Юля смотрела на него округлившимися глазами, опасаясь, что не уловила смысл его слов. Но Владимир Николаевич сказал:

– Да, ты все поняла правильно. Я планировал расстаться с жизнью. Моя жизнь окончательно достала меня. Я ненавидел ее, считал ее пустой и бесполезной. В мои планы входило напиться таблеток, как это сделала когда-то ты. И знаешь, когда я думал осуществить свой план?

– В-во… – шептала Юля, но так и не могла произнести ни слова.

– Правильно, во вторник, восемнадцатого ноября. Я лег спать с мыслью, что это моя последняя ночь на земле, что завтра я уже отправлюсь в мир иной, где не будет боли, не будет сожалений, не будет ничего такого, что мучило меня на протяжении последних десяти лет. Но потом я обнаружил, что мира больше нет. Что я остался совсем один, и какое-то время я даже думал, что наверное я уже убил себя и попал в ад. Я бы, наверное, до сих пор так думал, если бы вы не пришли ко мне. Мне, возможно, следовало бы рассказать вам об этом раньше, кто знает, вдруг в этом совпадении есть какой-то ключ к тому, что произошло с нами? Но я не мог рассказать почему-то. Наверное, в очередной раз струсил.

От такой новости Юля моментально позабыла про свои глупые проблемы и сожаления о прошлом. Ведь Владимир Николаевич, оказывается, был с ней в одной лодке!

– Подумать только… – прошептала она, ошарашенная, растерянная, смущенная. – Если бы мир не исчез восемнадцатого ноября, вы были бы уже мертвы.
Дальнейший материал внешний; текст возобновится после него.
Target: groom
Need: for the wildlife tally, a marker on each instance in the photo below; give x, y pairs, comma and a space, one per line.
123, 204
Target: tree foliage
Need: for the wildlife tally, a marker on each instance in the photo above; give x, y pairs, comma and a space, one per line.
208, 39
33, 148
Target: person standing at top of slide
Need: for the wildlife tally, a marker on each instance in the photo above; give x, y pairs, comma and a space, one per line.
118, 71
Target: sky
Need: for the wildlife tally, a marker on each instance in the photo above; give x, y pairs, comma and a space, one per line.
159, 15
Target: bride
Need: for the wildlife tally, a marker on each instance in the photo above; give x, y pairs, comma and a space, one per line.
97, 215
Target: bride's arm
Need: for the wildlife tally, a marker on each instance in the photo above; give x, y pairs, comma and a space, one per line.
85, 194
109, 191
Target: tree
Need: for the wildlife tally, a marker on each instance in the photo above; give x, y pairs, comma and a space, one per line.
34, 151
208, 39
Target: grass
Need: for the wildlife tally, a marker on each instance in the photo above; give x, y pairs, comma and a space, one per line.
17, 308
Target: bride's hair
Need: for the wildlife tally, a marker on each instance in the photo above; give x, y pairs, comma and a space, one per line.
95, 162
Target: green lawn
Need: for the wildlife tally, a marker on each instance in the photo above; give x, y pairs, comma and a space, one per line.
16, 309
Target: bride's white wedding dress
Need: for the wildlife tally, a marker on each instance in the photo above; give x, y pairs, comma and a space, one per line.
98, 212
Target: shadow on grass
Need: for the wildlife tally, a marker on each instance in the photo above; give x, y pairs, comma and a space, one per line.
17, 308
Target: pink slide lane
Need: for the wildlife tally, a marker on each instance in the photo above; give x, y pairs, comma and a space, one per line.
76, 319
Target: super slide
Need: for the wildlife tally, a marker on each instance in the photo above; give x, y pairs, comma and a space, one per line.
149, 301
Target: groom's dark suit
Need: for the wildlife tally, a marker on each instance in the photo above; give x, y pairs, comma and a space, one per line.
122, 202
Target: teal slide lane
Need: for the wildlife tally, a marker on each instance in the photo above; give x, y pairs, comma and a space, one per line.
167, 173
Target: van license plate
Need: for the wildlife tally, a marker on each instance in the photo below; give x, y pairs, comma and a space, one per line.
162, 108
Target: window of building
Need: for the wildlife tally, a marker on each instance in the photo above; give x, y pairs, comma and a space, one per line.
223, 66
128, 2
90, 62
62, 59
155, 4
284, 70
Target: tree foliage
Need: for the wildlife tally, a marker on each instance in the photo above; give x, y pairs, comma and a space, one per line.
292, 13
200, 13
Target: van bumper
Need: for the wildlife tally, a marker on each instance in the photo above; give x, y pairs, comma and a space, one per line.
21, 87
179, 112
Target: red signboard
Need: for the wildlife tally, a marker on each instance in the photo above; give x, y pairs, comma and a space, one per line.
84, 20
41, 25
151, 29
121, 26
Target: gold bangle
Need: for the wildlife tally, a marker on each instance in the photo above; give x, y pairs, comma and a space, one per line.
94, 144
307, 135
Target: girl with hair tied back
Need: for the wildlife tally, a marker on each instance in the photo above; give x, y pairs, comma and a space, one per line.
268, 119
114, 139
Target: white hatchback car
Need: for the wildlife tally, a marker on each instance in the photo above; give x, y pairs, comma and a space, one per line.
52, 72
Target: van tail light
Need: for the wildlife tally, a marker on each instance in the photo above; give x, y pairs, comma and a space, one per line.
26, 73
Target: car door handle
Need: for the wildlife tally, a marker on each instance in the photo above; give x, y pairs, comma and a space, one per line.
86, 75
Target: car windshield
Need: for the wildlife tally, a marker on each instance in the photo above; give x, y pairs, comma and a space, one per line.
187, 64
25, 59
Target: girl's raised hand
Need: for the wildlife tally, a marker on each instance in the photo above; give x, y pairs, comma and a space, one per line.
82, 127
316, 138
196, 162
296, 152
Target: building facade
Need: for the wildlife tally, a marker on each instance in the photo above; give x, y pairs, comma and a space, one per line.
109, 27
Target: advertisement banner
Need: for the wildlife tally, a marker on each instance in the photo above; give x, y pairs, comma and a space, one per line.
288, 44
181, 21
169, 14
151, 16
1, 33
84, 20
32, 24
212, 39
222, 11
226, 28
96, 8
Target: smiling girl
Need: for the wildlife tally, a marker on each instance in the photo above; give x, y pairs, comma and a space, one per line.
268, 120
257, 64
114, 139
Но каким-то образом Вселенной удалось расстроить ваши планы!

– Да, точно так же, как когда-то Вселенная расстроила твои планы, – улыбнулся Владимир Николаевич. – После того, что случилось со мной, я окончательно перестал верить в случайные совпадения. Конечно, это будет слишком громкое заявление, если я скажу, что вся Вселенная остановилась только ради того, чтобы я остался жив. Но я думаю, что Вселенная остановилась действительно ради нас. Ради нас четверых. Возможно, потому, что мы делали в жизни что-то неправильно или собирались сделать, как я. Но как бы там ни было, все это случилось все-таки из-за нас. А значит, и вернуть все обратно можем тоже только мы. А если мы можем вернуть все обратно, то у нас всегда есть шанс исправить ошибки прошлого.

Юля в задумчивости помолчала несколько секунд.

– Значит… Вы думаете, что я еще встречусь с ним?

– Конечно встретишься, – сказал Владимир Николаевич убежденно. – Мы сможем вернуть его обратно, не сомневаюсь в этом. Вам двоим есть о чем поговорить, если даже сейчас, после стольких лет, ты страдаешь все так же сильно. Но винить себя я тебе советую прекратить как можно скорее. Лучше сейчас.